El Main se extendía delante de mí en dirección norte desde Chinatown a lo largo del bulevar St. Laurent. El Main es un distrito repleto de tiendecitas, bistros y sencillos cafés, que cuenta con St. Laurent como principal arteria comercial. A partir de allí irradia en una red de callejuelas estrechas atestadas de casas angostas y de alquiler bajo. Aunque de temperamento francés, siempre ha sido un mosaico policultural, una zona en que coexisten las identidades étnicas e idiomáticas pero no se confunden, como los distintos olores que flotan de sus múltiples comercios y panaderías. Italianos, portugueses, griegos, polacos y chinos se agrupan en diferentes enclaves a lo largo de St. Laurent mientras asciende desde el puerto a la montaña.

El Main era en otros tiempos la principal estación de transbordo para los inmigrantes, los recién llegados atraídos por alojamientos económicos y la consoladora proximidad de sus compatriotas. Se instalaban allí para conocer las costumbres de Canadá; los grupos de inmigrantes se congregaban para soportar mejor su desorientación y para estimular su confianza frente a una cultura extraña. Algunos aprendían francés e inglés, prosperaban y se trasladaban; otros se quedaban, bien porque prefiriesen la seguridad de lo familiar o porque carecían de habilidad para salir adelante. En la actualidad, a aquel núcleo de conservadores y perdedores se ha incorporado un conjunto de marginados y depredadores, junto a una legión de seres impotentes, rechazados por la sociedad y de quienes se aprovechan de ellos. Los forasteros acuden al Main en busca de muchas cosas: oportunidades al por mayor, cenas económicas, drogas, alcohol y sexo. Acuden a comprar, a escandalizarse y a divertirse, pero no se quedan.

Ste. Catherine constituye el límite meridional del Main. Allí giré a la derecha y me detuve en la curva donde Gabby y yo habíamos estado hacía casi tres semanas. Era más temprano y las prostitutas comenzaban a dividirse el terreno. Los chulos aún no habían llegado.

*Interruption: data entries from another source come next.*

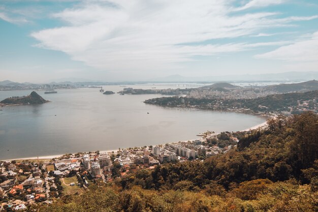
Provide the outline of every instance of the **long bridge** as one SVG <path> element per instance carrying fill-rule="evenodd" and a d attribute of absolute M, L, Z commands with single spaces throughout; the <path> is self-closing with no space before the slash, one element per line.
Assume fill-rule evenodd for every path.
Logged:
<path fill-rule="evenodd" d="M 149 85 L 149 84 L 145 84 L 145 85 Z M 204 84 L 193 84 L 193 83 L 165 83 L 165 84 L 154 84 L 151 85 L 151 86 L 164 86 L 166 87 L 200 87 L 205 86 Z"/>

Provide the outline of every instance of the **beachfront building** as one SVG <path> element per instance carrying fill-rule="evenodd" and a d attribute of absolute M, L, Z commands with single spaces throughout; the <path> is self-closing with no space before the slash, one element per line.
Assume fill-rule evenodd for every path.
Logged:
<path fill-rule="evenodd" d="M 160 155 L 160 147 L 158 146 L 155 146 L 153 147 L 153 155 L 157 156 Z"/>
<path fill-rule="evenodd" d="M 98 160 L 101 168 L 111 165 L 111 160 L 110 157 L 106 152 L 102 152 L 100 154 Z"/>
<path fill-rule="evenodd" d="M 90 161 L 89 155 L 84 155 L 83 156 L 83 165 L 85 169 L 89 169 L 89 161 Z"/>
<path fill-rule="evenodd" d="M 90 174 L 94 177 L 101 175 L 101 166 L 98 162 L 94 162 L 91 163 Z"/>

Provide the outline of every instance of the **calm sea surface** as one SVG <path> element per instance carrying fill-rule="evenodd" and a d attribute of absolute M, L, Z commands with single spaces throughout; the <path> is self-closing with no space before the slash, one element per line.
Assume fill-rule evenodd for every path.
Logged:
<path fill-rule="evenodd" d="M 146 89 L 151 85 L 130 86 Z M 123 88 L 103 87 L 115 92 Z M 242 130 L 265 121 L 244 114 L 167 108 L 143 103 L 163 96 L 160 95 L 104 95 L 99 90 L 58 90 L 53 94 L 38 92 L 52 102 L 0 108 L 0 159 L 165 143 L 195 139 L 207 130 Z M 0 92 L 0 100 L 31 92 Z"/>

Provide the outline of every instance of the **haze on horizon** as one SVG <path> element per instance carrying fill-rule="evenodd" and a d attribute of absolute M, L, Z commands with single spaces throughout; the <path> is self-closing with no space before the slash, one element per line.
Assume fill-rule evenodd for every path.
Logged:
<path fill-rule="evenodd" d="M 315 0 L 2 0 L 0 81 L 318 71 Z"/>

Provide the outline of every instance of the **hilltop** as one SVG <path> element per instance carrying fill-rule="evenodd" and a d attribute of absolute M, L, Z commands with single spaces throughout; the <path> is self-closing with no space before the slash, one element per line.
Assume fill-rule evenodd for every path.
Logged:
<path fill-rule="evenodd" d="M 223 154 L 131 169 L 28 211 L 316 211 L 317 122 L 312 112 L 278 117 L 264 129 L 232 133 L 238 148 Z"/>
<path fill-rule="evenodd" d="M 228 82 L 217 82 L 210 85 L 201 87 L 198 89 L 211 89 L 219 91 L 229 91 L 229 89 L 238 89 L 239 86 L 234 85 Z"/>
<path fill-rule="evenodd" d="M 278 93 L 315 90 L 318 90 L 318 81 L 314 80 L 299 83 L 268 85 L 266 88 L 268 90 L 274 90 Z"/>
<path fill-rule="evenodd" d="M 28 96 L 10 97 L 2 100 L 0 103 L 5 105 L 10 105 L 43 104 L 48 102 L 36 92 L 32 92 Z"/>

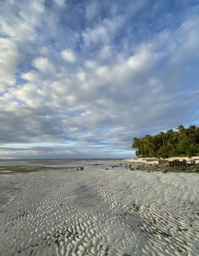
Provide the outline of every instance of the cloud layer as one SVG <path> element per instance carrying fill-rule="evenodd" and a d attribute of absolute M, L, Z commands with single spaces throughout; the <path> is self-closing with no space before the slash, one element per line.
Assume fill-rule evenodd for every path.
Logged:
<path fill-rule="evenodd" d="M 199 4 L 0 3 L 0 158 L 130 157 L 198 121 Z"/>

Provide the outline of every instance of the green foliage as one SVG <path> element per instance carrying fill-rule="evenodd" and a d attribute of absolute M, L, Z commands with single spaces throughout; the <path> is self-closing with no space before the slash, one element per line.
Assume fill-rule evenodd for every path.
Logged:
<path fill-rule="evenodd" d="M 134 137 L 132 148 L 137 157 L 191 156 L 199 155 L 199 127 L 190 125 L 185 128 L 181 125 L 177 130 L 160 131 L 154 135 Z"/>

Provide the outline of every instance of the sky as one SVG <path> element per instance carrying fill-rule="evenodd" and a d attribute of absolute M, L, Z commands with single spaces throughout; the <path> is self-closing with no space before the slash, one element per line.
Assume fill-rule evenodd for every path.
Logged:
<path fill-rule="evenodd" d="M 198 125 L 198 0 L 1 0 L 0 159 L 130 158 Z"/>

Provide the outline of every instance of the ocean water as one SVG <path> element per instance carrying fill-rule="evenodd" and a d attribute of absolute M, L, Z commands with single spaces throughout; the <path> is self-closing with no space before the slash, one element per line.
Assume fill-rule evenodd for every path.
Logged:
<path fill-rule="evenodd" d="M 0 166 L 45 166 L 47 167 L 75 167 L 78 166 L 106 166 L 110 164 L 116 164 L 116 159 L 29 159 L 29 160 L 0 160 Z"/>

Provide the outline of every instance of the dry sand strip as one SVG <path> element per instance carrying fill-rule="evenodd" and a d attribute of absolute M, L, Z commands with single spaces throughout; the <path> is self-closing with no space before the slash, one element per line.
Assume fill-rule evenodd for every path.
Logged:
<path fill-rule="evenodd" d="M 90 167 L 9 180 L 21 189 L 1 209 L 1 256 L 198 255 L 198 175 Z"/>

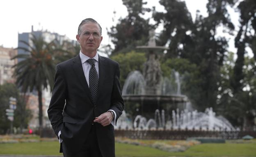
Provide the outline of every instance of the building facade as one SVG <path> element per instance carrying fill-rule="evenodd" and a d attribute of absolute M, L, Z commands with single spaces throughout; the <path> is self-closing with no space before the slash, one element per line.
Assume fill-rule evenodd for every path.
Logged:
<path fill-rule="evenodd" d="M 16 79 L 13 76 L 14 71 L 13 66 L 18 61 L 11 58 L 17 54 L 16 49 L 0 46 L 0 84 L 15 82 Z"/>
<path fill-rule="evenodd" d="M 45 41 L 49 43 L 53 40 L 60 45 L 62 45 L 65 41 L 71 43 L 74 45 L 77 42 L 76 41 L 71 40 L 65 35 L 60 35 L 55 33 L 50 32 L 47 30 L 36 31 L 33 29 L 33 26 L 31 27 L 31 32 L 22 33 L 18 34 L 18 48 L 24 48 L 30 49 L 29 46 L 25 44 L 21 41 L 28 43 L 30 46 L 33 47 L 33 42 L 31 40 L 33 35 L 36 37 L 41 36 Z M 28 52 L 25 51 L 22 49 L 18 49 L 18 53 L 26 54 Z M 18 62 L 21 61 L 21 59 L 18 59 Z M 48 118 L 47 110 L 49 107 L 49 104 L 51 97 L 51 93 L 50 91 L 50 87 L 48 90 L 44 90 L 42 92 L 43 97 L 43 122 L 44 127 L 50 127 L 50 124 Z M 38 113 L 39 112 L 38 107 L 38 100 L 37 92 L 34 91 L 32 92 L 27 93 L 27 105 L 29 109 L 32 112 L 32 118 L 29 123 L 29 126 L 30 128 L 37 128 L 39 126 L 38 119 Z"/>

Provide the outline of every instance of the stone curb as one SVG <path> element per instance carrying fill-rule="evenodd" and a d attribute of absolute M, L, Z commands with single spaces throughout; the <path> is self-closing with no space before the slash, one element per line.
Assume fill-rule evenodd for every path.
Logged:
<path fill-rule="evenodd" d="M 63 157 L 63 156 L 56 156 L 56 155 L 0 155 L 0 157 Z"/>

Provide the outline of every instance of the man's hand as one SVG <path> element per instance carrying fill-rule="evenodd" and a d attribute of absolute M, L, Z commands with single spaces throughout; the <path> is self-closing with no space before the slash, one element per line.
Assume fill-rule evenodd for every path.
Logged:
<path fill-rule="evenodd" d="M 94 122 L 98 122 L 101 124 L 103 126 L 106 126 L 110 124 L 112 120 L 113 120 L 112 114 L 110 112 L 107 112 L 95 117 Z"/>

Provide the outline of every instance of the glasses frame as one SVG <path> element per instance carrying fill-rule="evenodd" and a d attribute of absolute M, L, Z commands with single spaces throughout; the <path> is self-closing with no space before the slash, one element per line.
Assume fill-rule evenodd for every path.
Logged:
<path fill-rule="evenodd" d="M 89 35 L 86 35 L 85 33 L 89 33 L 90 34 Z M 95 36 L 95 35 L 96 35 L 96 34 L 94 34 L 95 33 L 97 33 L 97 35 Z M 92 34 L 92 36 L 94 37 L 94 38 L 96 38 L 96 39 L 99 39 L 101 38 L 101 33 L 100 33 L 99 32 L 97 32 L 97 31 L 93 31 L 93 32 L 91 32 L 90 31 L 85 31 L 83 32 L 82 32 L 82 35 L 84 35 L 86 37 L 87 37 L 89 38 L 90 35 L 91 34 Z"/>

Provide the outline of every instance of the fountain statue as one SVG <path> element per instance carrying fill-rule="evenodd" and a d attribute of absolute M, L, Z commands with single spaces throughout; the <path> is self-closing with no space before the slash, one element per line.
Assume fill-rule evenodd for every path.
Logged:
<path fill-rule="evenodd" d="M 149 34 L 148 45 L 136 47 L 147 53 L 143 72 L 130 73 L 123 87 L 125 103 L 136 106 L 136 111 L 131 112 L 133 115 L 123 111 L 114 126 L 117 133 L 132 138 L 174 139 L 187 138 L 189 133 L 192 137 L 198 136 L 198 133 L 205 135 L 212 131 L 220 133 L 207 135 L 224 137 L 226 134 L 223 131 L 227 131 L 231 133 L 230 138 L 237 138 L 239 130 L 224 117 L 216 116 L 212 108 L 204 113 L 192 109 L 187 97 L 181 94 L 178 73 L 174 71 L 172 78 L 162 77 L 159 51 L 168 48 L 156 45 L 154 30 Z"/>
<path fill-rule="evenodd" d="M 147 54 L 142 73 L 138 71 L 130 73 L 122 90 L 122 97 L 126 102 L 139 104 L 140 106 L 138 109 L 140 112 L 138 113 L 142 115 L 153 113 L 157 109 L 166 109 L 164 106 L 176 108 L 179 104 L 184 105 L 187 100 L 185 95 L 181 94 L 180 84 L 177 84 L 177 92 L 167 92 L 170 81 L 163 78 L 159 59 L 163 51 L 169 48 L 156 45 L 154 30 L 150 31 L 149 34 L 148 45 L 136 47 Z M 178 82 L 180 82 L 176 83 Z"/>

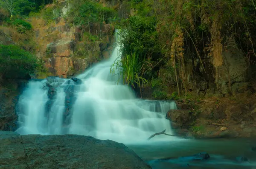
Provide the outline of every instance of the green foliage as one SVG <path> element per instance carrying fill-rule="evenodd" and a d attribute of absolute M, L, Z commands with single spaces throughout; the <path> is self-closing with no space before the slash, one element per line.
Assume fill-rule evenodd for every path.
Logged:
<path fill-rule="evenodd" d="M 131 85 L 134 88 L 137 85 L 140 87 L 148 82 L 142 76 L 144 71 L 143 65 L 140 61 L 138 55 L 131 53 L 122 58 L 122 56 L 119 56 L 111 68 L 111 72 L 115 73 L 115 71 L 117 72 L 116 74 L 122 77 L 124 83 Z"/>
<path fill-rule="evenodd" d="M 88 25 L 91 23 L 108 23 L 117 16 L 117 12 L 113 9 L 93 1 L 73 0 L 70 3 L 72 8 L 67 19 L 76 25 Z"/>
<path fill-rule="evenodd" d="M 192 128 L 192 131 L 197 134 L 201 134 L 203 133 L 205 130 L 205 127 L 203 125 L 199 126 L 193 126 Z"/>
<path fill-rule="evenodd" d="M 9 10 L 9 6 L 7 5 L 6 0 L 11 1 L 11 0 L 0 0 L 0 5 Z M 30 12 L 38 12 L 44 5 L 52 3 L 52 0 L 14 0 L 12 3 L 13 11 L 11 13 L 12 14 L 28 16 Z"/>
<path fill-rule="evenodd" d="M 0 79 L 22 78 L 38 66 L 36 58 L 15 45 L 0 45 Z"/>
<path fill-rule="evenodd" d="M 120 24 L 123 57 L 136 53 L 145 63 L 143 77 L 151 82 L 154 99 L 177 98 L 170 88 L 178 87 L 183 99 L 192 97 L 188 93 L 203 74 L 217 76 L 204 68 L 221 65 L 230 37 L 247 58 L 256 56 L 254 0 L 128 2 L 131 15 Z M 213 61 L 202 61 L 206 57 Z"/>
<path fill-rule="evenodd" d="M 15 26 L 18 32 L 20 33 L 23 33 L 26 31 L 30 31 L 32 28 L 31 24 L 23 20 L 16 19 L 9 21 L 9 23 Z"/>

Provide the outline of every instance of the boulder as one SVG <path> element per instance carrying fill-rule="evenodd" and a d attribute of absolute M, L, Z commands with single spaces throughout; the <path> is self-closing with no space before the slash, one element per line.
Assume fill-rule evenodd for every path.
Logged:
<path fill-rule="evenodd" d="M 237 157 L 236 158 L 236 161 L 241 163 L 244 161 L 248 161 L 248 158 L 244 156 Z"/>
<path fill-rule="evenodd" d="M 5 169 L 150 169 L 122 144 L 75 135 L 20 135 L 0 131 Z"/>
<path fill-rule="evenodd" d="M 209 155 L 205 152 L 196 154 L 191 156 L 182 157 L 179 158 L 180 160 L 185 161 L 207 160 L 210 158 Z"/>
<path fill-rule="evenodd" d="M 227 130 L 227 128 L 226 127 L 222 127 L 221 128 L 221 131 L 224 131 Z"/>
<path fill-rule="evenodd" d="M 193 113 L 189 110 L 171 110 L 166 118 L 181 126 L 192 122 L 195 118 Z"/>
<path fill-rule="evenodd" d="M 198 160 L 207 160 L 210 158 L 210 157 L 207 153 L 206 152 L 200 152 L 199 153 L 196 154 L 194 155 L 188 156 L 184 156 L 184 157 L 180 157 L 178 158 L 178 160 L 179 161 L 198 161 Z M 159 161 L 167 161 L 169 160 L 173 160 L 173 158 L 162 158 L 157 160 Z"/>
<path fill-rule="evenodd" d="M 79 84 L 80 84 L 82 83 L 82 81 L 81 79 L 76 78 L 76 77 L 73 77 L 71 78 L 71 80 L 75 82 L 76 83 Z"/>

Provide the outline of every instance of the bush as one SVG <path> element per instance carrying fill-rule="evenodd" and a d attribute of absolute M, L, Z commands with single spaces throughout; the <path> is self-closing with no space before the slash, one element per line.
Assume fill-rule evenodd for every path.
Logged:
<path fill-rule="evenodd" d="M 0 45 L 0 79 L 23 78 L 39 66 L 36 57 L 15 45 Z"/>
<path fill-rule="evenodd" d="M 69 11 L 68 19 L 70 22 L 77 25 L 87 25 L 89 23 L 104 22 L 108 23 L 117 16 L 113 9 L 103 6 L 102 4 L 89 0 L 80 2 L 73 0 L 72 8 Z"/>
<path fill-rule="evenodd" d="M 12 25 L 15 26 L 20 33 L 24 33 L 27 31 L 30 31 L 32 28 L 32 25 L 30 23 L 21 20 L 15 20 L 11 22 Z"/>

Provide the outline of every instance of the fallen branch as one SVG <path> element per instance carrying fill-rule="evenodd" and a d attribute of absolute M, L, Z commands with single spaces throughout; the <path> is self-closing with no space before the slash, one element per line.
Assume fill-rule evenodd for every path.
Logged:
<path fill-rule="evenodd" d="M 175 135 L 171 135 L 171 134 L 168 134 L 166 133 L 165 132 L 165 131 L 166 131 L 166 130 L 163 130 L 162 132 L 157 132 L 156 133 L 154 133 L 154 134 L 153 134 L 153 135 L 152 135 L 150 137 L 149 137 L 148 138 L 148 140 L 150 140 L 151 138 L 152 138 L 155 136 L 156 135 L 160 135 L 160 134 L 164 134 L 165 135 L 169 135 L 169 136 L 175 136 Z"/>
<path fill-rule="evenodd" d="M 212 123 L 212 124 L 216 124 L 216 125 L 219 125 L 220 126 L 228 126 L 227 125 L 225 125 L 225 124 L 219 124 L 218 123 Z"/>

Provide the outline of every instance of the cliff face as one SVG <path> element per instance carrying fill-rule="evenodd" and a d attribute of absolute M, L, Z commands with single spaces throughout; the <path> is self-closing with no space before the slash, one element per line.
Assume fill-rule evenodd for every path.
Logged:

Gabby debía de estar vigilando. Cuando miré por el retrovisor cruzaba corriendo la calle, con la cartera aferrada en el pecho. Aunque el terror no la impulsaba a plena velocidad, era evidente que lo sentía. Corría como los adultos que desde hace tiempo no practican el desencadenado galope de la infancia, con las largas piernas algo inclinadas, la cabeza agachada. El bolso que pendía del hombro seguía el ritmo de sus pasos forzados. Rodeó el vehículo, entró y se sentó con los ojos cerrados y jadeante. Era evidente que se esforzaba por conservar la compostura pues apretaba los puños con fuerza en un intento de contener su temblor. Nunca la había visto de aquel modo y me asusté. Gabby siempre se había sentido inclinada al dramatismo mientras se abría camino entre perpetuas crisis, tanto reales como imaginarias, pero hasta entonces nada la había alterado hasta tal punto.

Durante unos momentos me mantuve en silencio. Pese a que la noche era cálida sentí un escalofrío y mi respiración se volvió tenue y superficial. En la calle sonaban las bocinas, y una prostituta trataba de engatusar a alguien que pasaba en coche. Su voz resonaba por la noche veraniega como un avión de juguete, subiendo y bajando en bucles y espirales.

– ¡Vámonos! -Habló tan quedamente que apenas la oí. Déjà vu.

– ¿Querrás explicarme que sucede? -le pregunté.

Ella levantó la mano como si se protegiera de una regañina. Apoyó contra su pecho la temblorosa mano. Desde el otro lado del vehículo percibí su temor; su cuerpo estaba cálido y difundía olor a sándalo y a transpiración.

– Lo haré, lo haré. Aguarda un momento.

– ¡No me manipules, Gabby! -respondí con excesiva dureza.

– Lo siento. Salgamos de este infierno -dijo al tiempo que hundía la cabeza entre las manos.